Controversies & Subsequent Evidence

  • Interpreting a “near-significant” harm signal:
    • The primary endpoint did not meet conventional statistical significance (P=0.06), yet the hazard ratio and confidence interval are compatible with clinically meaningful harm; interpretation depends on views about dichotomising results by an arbitrary threshold.
    • The composite endpoint (death or severe neurologic deficit) crossed the null at its lower confidence limit (RR 1.16; 95% CI 1.00 to 1.34), adding to concern that immediate angiography may not be benign in this population.
  • Control arm “contamination” versus pragmatic design:
    • Delayed/selective angiography was common (62.2%), meaning the comparison was not “cath versus no cath” but “routine immediate” versus “triage-driven use and timing”, which likely reflects real-world best practice and limits any incremental benefit of universal early cath.
  • Applicability to unstable phenotypes:
    • Patients with haemodynamic/electrical instability requiring immediate angiography were excluded by design; results should not be applied to those with cardiogenic shock, refractory ventricular arrhythmias, or other high-suspicion coronary presentations.
  • Consistency with other randomised evidence:
    • Two pilot RCTs in similar OHCA without ST-segment elevation (DISCO and PEARL) were underpowered but did not demonstrate a convincing clinical benefit for routine immediate angiography, aligning directionally with the neutral-to-harm signal seen in TOMAHAWK.45
  • Meta-analyses:
    • Contemporary syntheses of randomised trials, including systematic reviews/meta-analyses and network meta-analyses, report no improvement in survival or favourable neurological outcome with routine immediate angiography compared with delayed/selective strategies, reinforcing a “selective cath” approach in the absence of STEMI or instability.67
  • Consensus statements and evolving guidance:
    • Expert consensus statements increasingly recommend immediate angiography primarily for patients with ST-segment elevation or clear clinical evidence of ongoing ischaemia/instability, and otherwise support delayed/selective angiography integrated within post-resuscitation critical care pathways.8

Summary

  • In 554 resuscitated OHCA patients without ST-segment elevation, routine immediate angiography did not reduce 30-day mortality compared with delayed/selective angiography (54.0% vs 46.0%; HR 1.28; 95% CI 1.00 to 1.63; P=0.06).
  • The composite of death or severe neurologic deficit occurred more often with immediate angiography (64.3% vs 55.6%; RR 1.16; 95% CI 1.00 to 1.34).
  • Strategy separation was substantial (angiography 95.5% vs 62.2%; median time to angiography 2.9 h vs 46.9 h), supporting that the null result is unlikely to be due to complete overlap of care pathways.
  • Immediate angiography was associated with later initiation of temperature management (median 153 vs 119 minutes), a plausible competing-care delay.
  • Findings apply to OHCA without STEMI and without haemodynamic/electrical instability mandating emergent cath; they support a triage-driven (delayed/selective) invasive approach.

Further Reading

Other Trials

Systematic Review & Meta Analysis

Observational Studies

Guidelines

Overall Takeaway

TOMAHAWK is a landmark post-cardiac arrest strategy trial demonstrating that routine immediate coronary angiography does not improve 30-day survival in OHCA patients without ST-segment elevation and may be associated with worse clinical outcomes.

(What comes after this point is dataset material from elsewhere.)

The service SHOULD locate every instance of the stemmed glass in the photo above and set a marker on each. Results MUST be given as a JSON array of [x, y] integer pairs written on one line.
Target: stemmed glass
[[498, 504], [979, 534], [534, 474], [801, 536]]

It supports a modern triage paradigm: prioritise post-resuscitation critical care and pursue angiography selectively, reserving emergent cath for patients with clear clinical evidence of an acute coronary culprit or instability.

Overall Summary

  • Routine immediate coronary angiography after OHCA without ST-segment elevation did not reduce 30-day mortality and showed a signal compatible with harm.
  • Strategy separation was clear (median 2.9 h vs 46.9 h to angiography), supporting the credibility of the null/harm finding.
  • Findings reinforce a selective angiography approach integrated with post-resuscitation critical care priorities.